7th November (4:30 pm) | Yan Yau Cheng | A Trace-Path Integral Formula over Function Fields
In a topological quantum field theory, path integrals can often be expressed instead as the trace of a monodromy action on a Hilbert space.
In this talk I will discuss an arithmetic analogue of this phenomena for function fields, where the phase space is replaced with the ℓ-torsion points of the Jacobian of a curve over a finite field, the path integral is replaced with a sum over the points of J[ℓ], and the monodromy is instead replaced with the Frobenius action. Time permitting, I will also briefly outline the proof of this arithmetic trace-path integral formula.
14th November | SKIPPED SESSION |
21st November (4:30 pm) | Emmanouil Sfinarolakis | Hypersets: Taming Self-Reference
Self-reference has traditionally been viewed as the bête noire of set theory.
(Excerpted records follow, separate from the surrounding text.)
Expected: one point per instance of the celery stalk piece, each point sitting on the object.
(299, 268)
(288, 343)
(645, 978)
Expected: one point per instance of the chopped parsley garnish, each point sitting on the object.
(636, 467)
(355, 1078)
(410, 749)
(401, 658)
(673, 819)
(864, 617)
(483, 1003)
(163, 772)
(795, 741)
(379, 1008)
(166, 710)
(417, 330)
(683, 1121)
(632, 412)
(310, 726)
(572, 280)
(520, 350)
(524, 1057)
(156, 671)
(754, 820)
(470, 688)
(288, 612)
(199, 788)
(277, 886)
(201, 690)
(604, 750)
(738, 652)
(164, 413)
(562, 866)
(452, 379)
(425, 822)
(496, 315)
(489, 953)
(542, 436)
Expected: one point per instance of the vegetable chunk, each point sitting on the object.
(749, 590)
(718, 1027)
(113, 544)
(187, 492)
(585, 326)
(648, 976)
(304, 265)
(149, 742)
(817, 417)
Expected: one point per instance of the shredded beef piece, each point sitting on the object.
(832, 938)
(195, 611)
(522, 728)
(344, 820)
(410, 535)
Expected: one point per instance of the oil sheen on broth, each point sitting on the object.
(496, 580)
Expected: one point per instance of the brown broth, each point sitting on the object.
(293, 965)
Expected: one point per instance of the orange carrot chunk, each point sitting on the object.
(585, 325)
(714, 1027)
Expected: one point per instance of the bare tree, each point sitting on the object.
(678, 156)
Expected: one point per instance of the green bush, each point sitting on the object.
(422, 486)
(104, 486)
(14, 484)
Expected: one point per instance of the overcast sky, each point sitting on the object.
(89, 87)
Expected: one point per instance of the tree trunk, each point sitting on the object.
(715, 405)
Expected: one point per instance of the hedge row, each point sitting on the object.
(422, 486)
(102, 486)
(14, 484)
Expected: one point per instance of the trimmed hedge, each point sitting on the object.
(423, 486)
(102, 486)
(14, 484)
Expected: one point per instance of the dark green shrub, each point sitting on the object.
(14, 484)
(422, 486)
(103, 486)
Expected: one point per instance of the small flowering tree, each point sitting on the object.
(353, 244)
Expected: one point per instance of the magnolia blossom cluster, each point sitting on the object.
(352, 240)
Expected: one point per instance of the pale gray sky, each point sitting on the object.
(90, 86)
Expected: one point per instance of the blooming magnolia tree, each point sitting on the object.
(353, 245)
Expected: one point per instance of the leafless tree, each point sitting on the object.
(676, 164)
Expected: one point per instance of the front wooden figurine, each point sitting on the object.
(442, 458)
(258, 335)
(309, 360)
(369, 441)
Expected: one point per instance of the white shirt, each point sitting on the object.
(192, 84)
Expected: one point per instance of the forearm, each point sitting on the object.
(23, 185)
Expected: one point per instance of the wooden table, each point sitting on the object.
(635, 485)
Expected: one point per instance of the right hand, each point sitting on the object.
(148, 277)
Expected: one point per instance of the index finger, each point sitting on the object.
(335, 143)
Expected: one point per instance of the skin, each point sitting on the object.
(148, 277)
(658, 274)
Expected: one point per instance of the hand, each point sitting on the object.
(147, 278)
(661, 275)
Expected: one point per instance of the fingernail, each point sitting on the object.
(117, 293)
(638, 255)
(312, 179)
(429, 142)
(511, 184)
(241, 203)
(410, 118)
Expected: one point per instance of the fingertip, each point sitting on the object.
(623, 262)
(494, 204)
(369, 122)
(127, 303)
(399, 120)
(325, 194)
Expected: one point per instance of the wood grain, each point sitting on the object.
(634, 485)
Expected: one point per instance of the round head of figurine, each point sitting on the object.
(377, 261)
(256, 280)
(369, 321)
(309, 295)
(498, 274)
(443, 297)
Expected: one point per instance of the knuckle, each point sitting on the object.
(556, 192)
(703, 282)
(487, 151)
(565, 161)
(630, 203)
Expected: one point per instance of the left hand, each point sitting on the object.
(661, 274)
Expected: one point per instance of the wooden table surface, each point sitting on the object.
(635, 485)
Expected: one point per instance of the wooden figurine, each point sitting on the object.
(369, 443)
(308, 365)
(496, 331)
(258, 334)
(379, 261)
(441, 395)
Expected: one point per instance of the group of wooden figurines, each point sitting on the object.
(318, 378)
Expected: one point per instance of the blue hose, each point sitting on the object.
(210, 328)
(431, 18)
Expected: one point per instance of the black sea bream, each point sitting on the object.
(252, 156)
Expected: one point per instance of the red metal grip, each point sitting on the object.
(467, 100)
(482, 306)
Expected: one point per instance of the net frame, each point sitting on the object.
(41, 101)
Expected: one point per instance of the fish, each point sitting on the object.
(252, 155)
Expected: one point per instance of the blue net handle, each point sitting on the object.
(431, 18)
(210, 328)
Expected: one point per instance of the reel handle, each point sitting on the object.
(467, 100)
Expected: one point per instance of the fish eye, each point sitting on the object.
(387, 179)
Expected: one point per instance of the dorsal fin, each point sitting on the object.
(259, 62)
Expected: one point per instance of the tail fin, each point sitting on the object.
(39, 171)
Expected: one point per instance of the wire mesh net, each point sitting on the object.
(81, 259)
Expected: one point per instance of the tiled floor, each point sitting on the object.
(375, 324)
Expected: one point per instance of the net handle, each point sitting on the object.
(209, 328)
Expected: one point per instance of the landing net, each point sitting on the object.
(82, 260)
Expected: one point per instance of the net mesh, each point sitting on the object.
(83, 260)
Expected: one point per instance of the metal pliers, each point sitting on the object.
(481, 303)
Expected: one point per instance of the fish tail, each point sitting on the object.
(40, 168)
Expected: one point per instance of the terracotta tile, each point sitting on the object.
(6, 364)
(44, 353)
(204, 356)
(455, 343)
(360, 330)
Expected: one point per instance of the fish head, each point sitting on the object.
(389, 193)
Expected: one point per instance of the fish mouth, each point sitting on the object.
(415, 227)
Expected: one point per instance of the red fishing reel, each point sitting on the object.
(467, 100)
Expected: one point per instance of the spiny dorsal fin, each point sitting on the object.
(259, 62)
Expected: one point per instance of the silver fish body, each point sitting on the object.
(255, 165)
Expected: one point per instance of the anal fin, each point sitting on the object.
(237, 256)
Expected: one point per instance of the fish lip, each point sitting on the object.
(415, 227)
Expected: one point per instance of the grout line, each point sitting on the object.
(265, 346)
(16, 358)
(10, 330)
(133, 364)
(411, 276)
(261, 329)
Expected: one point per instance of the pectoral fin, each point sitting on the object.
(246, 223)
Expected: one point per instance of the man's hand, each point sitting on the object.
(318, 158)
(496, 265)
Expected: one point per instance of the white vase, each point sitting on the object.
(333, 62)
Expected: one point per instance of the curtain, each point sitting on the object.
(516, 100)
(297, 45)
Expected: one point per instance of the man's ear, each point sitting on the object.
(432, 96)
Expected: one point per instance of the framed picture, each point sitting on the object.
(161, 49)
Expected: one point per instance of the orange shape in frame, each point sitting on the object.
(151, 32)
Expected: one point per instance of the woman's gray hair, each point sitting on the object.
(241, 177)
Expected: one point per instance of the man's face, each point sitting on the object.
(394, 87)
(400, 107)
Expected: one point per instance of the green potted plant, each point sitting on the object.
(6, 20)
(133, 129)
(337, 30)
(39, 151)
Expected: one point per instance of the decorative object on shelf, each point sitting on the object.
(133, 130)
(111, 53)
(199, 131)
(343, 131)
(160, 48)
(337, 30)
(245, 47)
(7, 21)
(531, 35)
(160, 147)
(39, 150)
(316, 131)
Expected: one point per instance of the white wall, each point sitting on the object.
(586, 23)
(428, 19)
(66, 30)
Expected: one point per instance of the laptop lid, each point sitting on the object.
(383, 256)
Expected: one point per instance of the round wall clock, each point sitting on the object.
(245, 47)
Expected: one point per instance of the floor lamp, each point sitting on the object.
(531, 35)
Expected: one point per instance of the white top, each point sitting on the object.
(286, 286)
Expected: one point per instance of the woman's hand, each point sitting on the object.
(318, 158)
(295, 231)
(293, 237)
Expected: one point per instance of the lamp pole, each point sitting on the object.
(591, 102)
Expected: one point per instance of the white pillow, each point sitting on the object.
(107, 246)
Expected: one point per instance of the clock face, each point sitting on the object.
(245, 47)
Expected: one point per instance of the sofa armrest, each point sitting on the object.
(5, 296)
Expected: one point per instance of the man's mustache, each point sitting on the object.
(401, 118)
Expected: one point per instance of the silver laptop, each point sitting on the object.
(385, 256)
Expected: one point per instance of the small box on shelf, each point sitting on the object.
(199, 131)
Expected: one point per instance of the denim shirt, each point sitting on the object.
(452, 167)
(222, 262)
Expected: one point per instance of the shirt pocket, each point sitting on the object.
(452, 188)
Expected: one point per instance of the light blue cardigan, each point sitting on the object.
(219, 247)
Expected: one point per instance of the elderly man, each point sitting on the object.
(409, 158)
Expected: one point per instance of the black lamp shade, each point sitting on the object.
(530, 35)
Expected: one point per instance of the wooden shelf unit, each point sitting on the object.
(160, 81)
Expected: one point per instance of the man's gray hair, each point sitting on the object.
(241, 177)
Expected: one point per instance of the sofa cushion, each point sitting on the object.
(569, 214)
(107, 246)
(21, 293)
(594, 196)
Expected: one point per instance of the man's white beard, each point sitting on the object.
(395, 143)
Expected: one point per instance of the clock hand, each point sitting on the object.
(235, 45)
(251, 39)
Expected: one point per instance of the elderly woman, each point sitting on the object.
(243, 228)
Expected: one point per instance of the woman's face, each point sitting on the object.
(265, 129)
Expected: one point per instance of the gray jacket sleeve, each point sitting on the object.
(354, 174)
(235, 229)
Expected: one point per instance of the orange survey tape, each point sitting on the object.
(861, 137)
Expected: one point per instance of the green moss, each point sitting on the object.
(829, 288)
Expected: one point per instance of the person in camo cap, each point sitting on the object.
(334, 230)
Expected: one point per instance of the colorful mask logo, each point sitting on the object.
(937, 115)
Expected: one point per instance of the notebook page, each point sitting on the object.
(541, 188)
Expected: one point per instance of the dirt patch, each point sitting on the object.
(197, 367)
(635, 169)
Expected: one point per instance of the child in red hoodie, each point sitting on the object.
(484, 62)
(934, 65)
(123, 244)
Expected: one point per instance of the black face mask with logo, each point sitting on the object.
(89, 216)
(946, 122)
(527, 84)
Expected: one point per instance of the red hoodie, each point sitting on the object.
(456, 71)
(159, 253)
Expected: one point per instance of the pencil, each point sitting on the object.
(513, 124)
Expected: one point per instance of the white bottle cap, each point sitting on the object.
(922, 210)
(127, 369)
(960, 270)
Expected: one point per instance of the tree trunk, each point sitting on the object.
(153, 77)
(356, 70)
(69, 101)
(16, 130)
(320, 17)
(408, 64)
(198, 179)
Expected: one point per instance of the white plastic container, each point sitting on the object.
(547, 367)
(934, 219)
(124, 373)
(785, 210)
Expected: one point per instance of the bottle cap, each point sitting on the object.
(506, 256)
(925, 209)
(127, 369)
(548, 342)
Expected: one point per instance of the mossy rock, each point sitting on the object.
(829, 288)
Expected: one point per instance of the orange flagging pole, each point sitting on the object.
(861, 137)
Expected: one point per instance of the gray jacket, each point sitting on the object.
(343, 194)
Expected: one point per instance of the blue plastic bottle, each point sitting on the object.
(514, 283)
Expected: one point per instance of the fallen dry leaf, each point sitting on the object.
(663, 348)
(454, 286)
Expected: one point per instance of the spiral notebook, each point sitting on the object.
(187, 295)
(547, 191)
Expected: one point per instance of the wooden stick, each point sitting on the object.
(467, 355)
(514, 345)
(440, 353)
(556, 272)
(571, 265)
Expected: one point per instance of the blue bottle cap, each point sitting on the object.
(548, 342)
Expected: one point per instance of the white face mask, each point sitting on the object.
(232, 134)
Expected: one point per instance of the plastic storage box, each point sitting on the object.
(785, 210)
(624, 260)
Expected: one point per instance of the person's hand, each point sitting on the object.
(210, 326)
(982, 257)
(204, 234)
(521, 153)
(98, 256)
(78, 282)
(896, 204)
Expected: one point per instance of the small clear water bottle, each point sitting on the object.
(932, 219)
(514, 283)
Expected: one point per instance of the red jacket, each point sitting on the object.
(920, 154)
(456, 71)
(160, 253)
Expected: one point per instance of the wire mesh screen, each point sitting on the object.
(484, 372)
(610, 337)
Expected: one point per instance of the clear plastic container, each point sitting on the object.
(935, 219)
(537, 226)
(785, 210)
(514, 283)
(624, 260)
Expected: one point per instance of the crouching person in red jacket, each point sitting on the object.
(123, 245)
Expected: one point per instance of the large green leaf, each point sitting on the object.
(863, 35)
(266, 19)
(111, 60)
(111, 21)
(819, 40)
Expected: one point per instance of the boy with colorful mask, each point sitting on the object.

Triggered by Russell’s Paradox, the mathematical community erected the Axiom of Foundation as a barrier, effectively banishing circular membership structures (like x = {x}) from the universe of “safe” sets. However, excluding these structures limits our ability to model naturally circular phenomena found in computer science, linguistics and game theory. This talk introduces hypersets: a rigorous extension of the set-theoretic universe that tames self-reference while avoiding contradictions. We will explore how replacing the Foundation Axiom with Aczel’s Anti-foundation Axiom (AFA) opens the door to a uniform treatment of circularity. Join us to see how the “vicious circle” is not a paradox to be avoided, but a rich mathematical structure to be understood.